Chain-of-thought prompting triggers language models to generate intermediate reasoning steps before giving their final answer (from Wei et al. 2022).

Chain-of-thought prompting triggers language models to generate intermediate reasoning steps before giving their final answer (from Wei et al. 2022).

While traditional chain-of-thought prompting uses examples in the prompt, note that this is not always necessary. A watered-down version merely prompts the language model to think step by step. Even this simple addition can already lead to more accurate answers, as the extended version of our cranberry prompt shows below:

Merely adding ‘Let’s think step by step’ to your prompt can already lead to more accurate answers.

Merely adding ‘Let’s think step by step’ to your prompt can already lead to more accurate answers.

Chain-of-thought prompting has been so influential that it has shaped the evolution of LLMs. Not only has the instruction to think step by step become a part of many system prompts, so that users don’t always have to specify it explicitly; as we saw earlier, chain-of-thought prompting also underlies reasoning models like DeepSeek-R1 and ChatGPT-o3, which have been trained to generate reasoning traces before committing to an answer.
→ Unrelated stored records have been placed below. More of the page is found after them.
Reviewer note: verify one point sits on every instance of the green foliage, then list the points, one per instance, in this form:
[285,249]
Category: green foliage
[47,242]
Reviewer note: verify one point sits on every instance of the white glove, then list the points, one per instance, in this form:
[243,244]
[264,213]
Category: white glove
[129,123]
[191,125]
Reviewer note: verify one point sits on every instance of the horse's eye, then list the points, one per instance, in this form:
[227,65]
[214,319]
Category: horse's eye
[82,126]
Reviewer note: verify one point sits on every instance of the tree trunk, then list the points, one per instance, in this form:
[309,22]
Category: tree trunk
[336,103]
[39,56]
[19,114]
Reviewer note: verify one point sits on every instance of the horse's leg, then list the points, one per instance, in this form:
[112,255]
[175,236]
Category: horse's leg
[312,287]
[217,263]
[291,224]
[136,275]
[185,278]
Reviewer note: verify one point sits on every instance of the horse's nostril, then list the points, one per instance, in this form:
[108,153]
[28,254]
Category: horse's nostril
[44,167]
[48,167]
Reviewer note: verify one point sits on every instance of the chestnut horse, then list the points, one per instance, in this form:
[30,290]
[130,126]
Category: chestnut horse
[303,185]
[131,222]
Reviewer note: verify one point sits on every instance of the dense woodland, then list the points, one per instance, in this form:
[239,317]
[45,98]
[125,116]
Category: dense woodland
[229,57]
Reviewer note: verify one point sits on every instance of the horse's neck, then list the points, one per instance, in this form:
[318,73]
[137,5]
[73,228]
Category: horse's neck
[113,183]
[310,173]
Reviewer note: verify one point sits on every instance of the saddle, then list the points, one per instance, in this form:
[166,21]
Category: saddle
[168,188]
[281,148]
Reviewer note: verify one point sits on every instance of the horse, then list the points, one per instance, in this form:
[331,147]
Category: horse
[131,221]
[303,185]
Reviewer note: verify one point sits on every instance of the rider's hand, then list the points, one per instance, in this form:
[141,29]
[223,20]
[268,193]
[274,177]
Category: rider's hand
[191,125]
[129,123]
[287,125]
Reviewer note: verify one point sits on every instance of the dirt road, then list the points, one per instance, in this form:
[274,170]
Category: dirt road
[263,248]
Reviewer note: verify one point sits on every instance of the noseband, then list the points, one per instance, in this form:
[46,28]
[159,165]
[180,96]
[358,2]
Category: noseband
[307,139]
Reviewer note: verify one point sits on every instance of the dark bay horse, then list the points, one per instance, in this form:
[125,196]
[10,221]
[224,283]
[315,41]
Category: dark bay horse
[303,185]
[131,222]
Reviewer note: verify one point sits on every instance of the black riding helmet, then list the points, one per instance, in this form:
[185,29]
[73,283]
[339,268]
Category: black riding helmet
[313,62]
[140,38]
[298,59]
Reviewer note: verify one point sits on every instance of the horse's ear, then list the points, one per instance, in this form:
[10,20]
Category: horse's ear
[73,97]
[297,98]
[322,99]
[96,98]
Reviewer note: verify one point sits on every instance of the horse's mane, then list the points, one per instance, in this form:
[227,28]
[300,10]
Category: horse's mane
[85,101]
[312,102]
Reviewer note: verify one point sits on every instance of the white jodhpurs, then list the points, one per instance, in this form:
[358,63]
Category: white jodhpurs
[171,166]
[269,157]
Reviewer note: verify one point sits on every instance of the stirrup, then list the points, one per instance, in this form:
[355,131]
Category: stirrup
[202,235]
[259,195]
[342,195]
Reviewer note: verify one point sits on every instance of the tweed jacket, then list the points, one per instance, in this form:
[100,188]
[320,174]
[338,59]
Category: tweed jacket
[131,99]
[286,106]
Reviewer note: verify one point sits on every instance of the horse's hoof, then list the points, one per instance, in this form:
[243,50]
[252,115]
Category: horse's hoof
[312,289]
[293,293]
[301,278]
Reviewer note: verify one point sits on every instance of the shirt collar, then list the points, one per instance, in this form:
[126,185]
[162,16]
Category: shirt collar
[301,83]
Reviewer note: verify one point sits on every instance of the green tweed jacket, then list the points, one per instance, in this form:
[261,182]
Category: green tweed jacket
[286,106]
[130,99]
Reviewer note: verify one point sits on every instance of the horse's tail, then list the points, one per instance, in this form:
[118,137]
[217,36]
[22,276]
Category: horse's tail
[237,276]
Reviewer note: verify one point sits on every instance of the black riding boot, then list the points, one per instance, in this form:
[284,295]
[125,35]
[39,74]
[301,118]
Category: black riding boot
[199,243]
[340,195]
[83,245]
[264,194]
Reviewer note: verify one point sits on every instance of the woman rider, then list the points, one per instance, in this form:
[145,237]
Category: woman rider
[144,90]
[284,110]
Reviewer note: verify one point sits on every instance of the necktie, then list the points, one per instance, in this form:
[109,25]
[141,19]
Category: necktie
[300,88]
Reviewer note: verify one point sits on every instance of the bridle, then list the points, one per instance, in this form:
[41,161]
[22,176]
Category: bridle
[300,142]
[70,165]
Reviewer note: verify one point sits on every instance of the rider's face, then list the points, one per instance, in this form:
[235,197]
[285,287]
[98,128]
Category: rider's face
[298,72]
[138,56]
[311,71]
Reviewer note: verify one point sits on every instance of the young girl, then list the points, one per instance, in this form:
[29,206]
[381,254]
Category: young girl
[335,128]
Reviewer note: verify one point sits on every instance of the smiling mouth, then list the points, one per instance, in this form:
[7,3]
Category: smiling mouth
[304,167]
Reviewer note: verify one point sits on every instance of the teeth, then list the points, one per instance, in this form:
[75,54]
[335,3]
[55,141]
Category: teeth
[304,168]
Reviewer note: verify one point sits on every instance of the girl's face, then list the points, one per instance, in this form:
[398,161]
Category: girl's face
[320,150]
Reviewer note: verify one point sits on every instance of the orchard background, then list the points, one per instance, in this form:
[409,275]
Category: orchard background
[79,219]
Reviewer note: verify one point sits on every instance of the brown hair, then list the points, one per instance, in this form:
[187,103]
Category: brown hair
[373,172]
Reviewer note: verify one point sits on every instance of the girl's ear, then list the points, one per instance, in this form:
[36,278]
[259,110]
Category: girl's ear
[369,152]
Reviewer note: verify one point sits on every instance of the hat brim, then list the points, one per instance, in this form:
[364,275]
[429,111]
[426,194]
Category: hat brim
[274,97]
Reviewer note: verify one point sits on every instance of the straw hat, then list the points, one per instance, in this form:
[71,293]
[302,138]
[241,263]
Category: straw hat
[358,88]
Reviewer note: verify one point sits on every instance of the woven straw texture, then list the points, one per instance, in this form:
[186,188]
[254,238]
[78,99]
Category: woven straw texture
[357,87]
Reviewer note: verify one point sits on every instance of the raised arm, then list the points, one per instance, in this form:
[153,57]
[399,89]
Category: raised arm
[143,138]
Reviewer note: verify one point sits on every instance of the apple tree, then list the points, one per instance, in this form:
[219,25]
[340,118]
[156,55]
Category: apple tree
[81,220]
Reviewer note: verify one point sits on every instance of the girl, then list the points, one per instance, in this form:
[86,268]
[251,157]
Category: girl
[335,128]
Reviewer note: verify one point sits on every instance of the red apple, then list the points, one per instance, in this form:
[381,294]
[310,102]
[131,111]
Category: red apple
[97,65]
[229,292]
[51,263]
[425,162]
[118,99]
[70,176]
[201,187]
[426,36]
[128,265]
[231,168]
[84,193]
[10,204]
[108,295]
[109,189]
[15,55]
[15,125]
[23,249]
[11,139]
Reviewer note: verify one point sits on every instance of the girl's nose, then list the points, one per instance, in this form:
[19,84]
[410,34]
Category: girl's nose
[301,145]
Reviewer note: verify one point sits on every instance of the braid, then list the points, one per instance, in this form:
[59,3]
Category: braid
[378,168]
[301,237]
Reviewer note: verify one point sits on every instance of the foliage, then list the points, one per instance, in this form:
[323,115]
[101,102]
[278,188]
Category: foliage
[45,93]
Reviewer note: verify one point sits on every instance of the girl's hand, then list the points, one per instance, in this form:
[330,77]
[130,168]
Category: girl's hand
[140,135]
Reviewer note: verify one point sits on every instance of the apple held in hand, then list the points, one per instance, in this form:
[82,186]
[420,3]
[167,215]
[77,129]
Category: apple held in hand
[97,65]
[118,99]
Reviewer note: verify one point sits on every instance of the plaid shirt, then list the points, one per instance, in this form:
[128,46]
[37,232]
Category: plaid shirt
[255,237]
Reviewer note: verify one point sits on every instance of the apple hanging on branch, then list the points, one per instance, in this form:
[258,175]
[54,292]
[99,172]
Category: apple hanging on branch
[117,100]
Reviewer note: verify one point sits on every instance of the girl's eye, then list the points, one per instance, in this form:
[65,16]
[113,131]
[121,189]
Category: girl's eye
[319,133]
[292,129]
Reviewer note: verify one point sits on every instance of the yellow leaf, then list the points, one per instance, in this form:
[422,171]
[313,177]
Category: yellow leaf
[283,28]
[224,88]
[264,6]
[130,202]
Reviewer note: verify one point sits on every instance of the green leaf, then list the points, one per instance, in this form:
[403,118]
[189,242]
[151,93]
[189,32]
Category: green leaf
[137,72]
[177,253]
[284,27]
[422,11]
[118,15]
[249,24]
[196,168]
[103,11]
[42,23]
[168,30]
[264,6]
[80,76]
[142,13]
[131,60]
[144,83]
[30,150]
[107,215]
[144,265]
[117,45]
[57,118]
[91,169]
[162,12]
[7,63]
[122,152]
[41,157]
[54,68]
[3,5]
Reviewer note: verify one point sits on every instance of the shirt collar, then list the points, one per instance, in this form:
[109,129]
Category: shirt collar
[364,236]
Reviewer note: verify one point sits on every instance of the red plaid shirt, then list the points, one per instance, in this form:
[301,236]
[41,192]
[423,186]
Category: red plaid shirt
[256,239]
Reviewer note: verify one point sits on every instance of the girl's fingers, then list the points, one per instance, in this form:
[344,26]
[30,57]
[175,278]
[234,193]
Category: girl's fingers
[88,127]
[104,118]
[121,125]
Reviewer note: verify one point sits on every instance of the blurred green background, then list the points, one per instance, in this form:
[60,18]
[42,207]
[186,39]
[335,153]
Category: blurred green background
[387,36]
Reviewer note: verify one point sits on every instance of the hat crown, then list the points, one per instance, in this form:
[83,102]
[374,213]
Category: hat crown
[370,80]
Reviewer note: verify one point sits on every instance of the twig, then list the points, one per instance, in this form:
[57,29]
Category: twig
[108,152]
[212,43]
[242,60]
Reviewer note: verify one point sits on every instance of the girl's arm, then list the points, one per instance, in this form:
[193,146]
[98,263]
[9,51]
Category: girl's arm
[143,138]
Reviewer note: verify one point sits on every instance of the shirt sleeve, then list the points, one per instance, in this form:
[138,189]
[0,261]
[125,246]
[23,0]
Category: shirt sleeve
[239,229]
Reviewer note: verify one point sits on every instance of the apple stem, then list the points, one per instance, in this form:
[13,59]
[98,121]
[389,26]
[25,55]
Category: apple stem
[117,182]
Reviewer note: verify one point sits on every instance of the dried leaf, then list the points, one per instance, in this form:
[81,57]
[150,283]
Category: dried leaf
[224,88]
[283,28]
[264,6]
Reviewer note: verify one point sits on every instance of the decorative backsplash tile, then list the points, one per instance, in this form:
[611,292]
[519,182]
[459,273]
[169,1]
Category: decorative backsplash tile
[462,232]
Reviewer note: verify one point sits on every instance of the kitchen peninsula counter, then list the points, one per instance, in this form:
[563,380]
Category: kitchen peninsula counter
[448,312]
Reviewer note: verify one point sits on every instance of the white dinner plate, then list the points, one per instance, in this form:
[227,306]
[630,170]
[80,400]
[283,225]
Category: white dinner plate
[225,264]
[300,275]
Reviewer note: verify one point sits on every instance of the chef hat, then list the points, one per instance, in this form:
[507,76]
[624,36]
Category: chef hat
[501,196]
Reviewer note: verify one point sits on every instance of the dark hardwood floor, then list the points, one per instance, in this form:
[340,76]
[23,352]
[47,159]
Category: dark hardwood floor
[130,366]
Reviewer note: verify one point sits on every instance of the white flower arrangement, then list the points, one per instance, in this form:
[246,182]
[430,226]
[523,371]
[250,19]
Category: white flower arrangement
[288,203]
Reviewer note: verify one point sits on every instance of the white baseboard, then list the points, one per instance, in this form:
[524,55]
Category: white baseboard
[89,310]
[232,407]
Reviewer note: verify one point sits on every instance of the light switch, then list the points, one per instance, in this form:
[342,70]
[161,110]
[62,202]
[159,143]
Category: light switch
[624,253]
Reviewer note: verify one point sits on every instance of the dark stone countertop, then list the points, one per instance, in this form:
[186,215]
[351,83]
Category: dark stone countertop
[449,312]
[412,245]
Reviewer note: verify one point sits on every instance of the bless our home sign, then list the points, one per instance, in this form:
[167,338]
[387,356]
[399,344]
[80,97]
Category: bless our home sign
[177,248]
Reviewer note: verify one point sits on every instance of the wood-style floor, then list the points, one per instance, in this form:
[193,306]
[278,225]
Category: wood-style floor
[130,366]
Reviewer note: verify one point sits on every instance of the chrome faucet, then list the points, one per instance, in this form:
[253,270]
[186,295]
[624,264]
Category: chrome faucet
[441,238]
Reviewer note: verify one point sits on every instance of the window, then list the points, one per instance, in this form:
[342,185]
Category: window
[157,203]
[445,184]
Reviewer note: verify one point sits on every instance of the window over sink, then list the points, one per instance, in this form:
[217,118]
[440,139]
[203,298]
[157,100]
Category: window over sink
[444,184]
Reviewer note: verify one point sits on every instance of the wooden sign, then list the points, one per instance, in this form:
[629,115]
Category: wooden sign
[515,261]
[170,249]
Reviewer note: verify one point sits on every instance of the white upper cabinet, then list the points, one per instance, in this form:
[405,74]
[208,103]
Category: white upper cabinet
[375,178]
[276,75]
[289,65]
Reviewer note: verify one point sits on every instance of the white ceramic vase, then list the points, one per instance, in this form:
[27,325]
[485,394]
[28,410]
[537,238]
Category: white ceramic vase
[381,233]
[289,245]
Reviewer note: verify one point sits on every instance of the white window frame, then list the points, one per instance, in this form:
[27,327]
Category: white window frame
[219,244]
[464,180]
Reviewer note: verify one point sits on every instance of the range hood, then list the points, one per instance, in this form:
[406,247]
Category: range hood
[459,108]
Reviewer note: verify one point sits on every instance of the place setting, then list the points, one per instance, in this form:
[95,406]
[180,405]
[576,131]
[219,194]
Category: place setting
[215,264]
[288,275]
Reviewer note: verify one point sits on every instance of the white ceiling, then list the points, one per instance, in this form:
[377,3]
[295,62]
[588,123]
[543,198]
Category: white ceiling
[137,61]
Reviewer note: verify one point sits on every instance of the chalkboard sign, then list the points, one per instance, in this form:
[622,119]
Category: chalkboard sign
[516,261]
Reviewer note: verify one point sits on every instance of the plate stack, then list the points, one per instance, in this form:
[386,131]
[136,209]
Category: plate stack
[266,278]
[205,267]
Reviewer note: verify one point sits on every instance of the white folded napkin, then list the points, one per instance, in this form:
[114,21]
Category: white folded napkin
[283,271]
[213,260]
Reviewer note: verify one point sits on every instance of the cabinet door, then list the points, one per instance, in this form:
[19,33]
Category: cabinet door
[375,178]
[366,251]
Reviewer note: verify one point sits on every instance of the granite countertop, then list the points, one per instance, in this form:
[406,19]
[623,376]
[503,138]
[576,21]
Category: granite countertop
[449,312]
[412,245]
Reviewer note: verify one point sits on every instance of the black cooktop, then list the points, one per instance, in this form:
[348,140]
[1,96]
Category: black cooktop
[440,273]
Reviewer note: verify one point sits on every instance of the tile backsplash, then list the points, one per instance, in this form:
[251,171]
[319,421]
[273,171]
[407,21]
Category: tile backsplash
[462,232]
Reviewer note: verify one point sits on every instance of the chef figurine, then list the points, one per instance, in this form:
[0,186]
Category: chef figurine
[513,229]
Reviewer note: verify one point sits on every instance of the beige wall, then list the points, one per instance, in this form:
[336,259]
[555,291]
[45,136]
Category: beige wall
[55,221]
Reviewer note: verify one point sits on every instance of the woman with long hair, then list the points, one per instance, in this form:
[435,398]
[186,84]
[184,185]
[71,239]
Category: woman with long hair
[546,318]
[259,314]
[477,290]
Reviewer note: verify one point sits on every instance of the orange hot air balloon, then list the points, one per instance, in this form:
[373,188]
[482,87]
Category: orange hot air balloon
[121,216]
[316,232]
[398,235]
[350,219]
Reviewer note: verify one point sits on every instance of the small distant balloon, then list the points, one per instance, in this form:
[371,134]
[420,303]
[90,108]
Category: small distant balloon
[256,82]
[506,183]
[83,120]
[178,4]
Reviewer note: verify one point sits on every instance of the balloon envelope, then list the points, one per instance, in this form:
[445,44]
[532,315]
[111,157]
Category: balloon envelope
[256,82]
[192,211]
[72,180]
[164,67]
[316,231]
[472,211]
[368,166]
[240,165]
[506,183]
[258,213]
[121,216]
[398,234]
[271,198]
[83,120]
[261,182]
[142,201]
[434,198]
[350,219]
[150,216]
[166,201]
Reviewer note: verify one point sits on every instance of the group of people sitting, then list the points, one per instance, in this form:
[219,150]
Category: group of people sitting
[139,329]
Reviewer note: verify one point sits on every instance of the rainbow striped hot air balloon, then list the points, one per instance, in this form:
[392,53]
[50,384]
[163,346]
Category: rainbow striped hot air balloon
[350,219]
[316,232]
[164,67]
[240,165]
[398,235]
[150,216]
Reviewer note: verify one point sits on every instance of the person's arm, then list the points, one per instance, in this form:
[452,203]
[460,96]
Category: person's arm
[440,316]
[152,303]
As we discussed in that same chapter, reasoning models don’t always say what they “think” (Chen et al. 2025). This is true for chains of thought returned by standard LLMs, too. For example, Turpin et al. (2023) showed that LLMs are sensitive to bias in the prompt when they answer multiple choice questions: when the first answer is the correct one for all example questions in the prompt, models are typically triggered to select the first answer for a new question as well. When they’re asked to provide their chain of thought, however, they rationalize their choice and give a completely different explanation.